A fotografia tem estado presente na minha vida por mais de 34 anos. Nos primeiros 10 anos, além de lecionar por um ano como professor convidado na UFS, fui abduzido pelo mercado publicitário, o que me afastou de minha essência criativa. Somente nos anos 2000, ao retornar para minha cidade natal, Salvador, decidi me distanciar da fotografia comercial e embarcar em uma jornada de busca pessoal. Foi assim que nasceu o projeto *Cuba dos Cubanos*, meu primeiro trabalho autoral. Posteriormente, essa busca interior me levou a explorar os recantos mais desconhecidos do meu estado, como o Raso da Catarina. A fotografia está intimamente ligada à minha vida; é o meu fazer poético.
Conte um pouco sobre seu trabalho finalista do PPF 2024. Quando e onde ele foi realizado? Qual a proposta? De que maneira e em que medida ele se encaixa em sua produção fotográfica?
Como mencionei anteriormente, minha imersão no interior da Bahia, meu estado natal, foi, na verdade, uma auto imersão, um mergulho interior em busca de mim mesmo. Durante mais de um ano, convivi com o povo Pankararé, indígenas que habitam a baixa do Chico, uma das regiões mais remotas do Raso da Catarina. Isso aconteceu no início dos anos 2000, e posso afirmar sem exagero que foi uma das experiências mais enriquecedoras da minha vida. A convivência com aquelas pessoas, tão diferentes e ao mesmo tempo tão semelhantes nos anseios, me tocou profundamente.
As fotografias que resultaram dessa experiência não são propriamente sobre os índios Pankararés, como eles se autodenominam, mas sim sobre a forma como eu os vejo. Meu foco não está no tema em si, mas em como eu o trato. Minhas imagens contam histórias de uma gente que vive em plena harmonia com a natureza, onde ambos se tornam um só. A capa do meu livro, “A Natureza do Homem no Raso da Catarina”, lançado em 2006, traz a fotografia *Mimetismo*, que também faz parte do portfólio selecionado, sendo a imagem número 15 (na capa deste post). Nela, um menino-galho se confunde com a copa de uma árvore, simbolizando a fusão entre o humano e o natural, a essência do meu trabalho.
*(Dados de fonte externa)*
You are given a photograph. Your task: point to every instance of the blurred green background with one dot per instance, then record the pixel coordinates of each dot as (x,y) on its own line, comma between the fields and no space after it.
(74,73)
Em quais projetos trabalha atualmente? Quais seus planos para o futuro próximo em termos de produção fotográfica?
Atualmente, as circunstâncias me trouxeram de volta ao mercado publicitário, onde continuo fotografando para algumas agências. Isso me permite desenvolver meus próprios projetos autorais. No momento, estou focado no projeto *Yabás*, uma série de fotografias em preto e branco, criadas em estúdio, que buscam capturar a força e a delicadeza do feminino.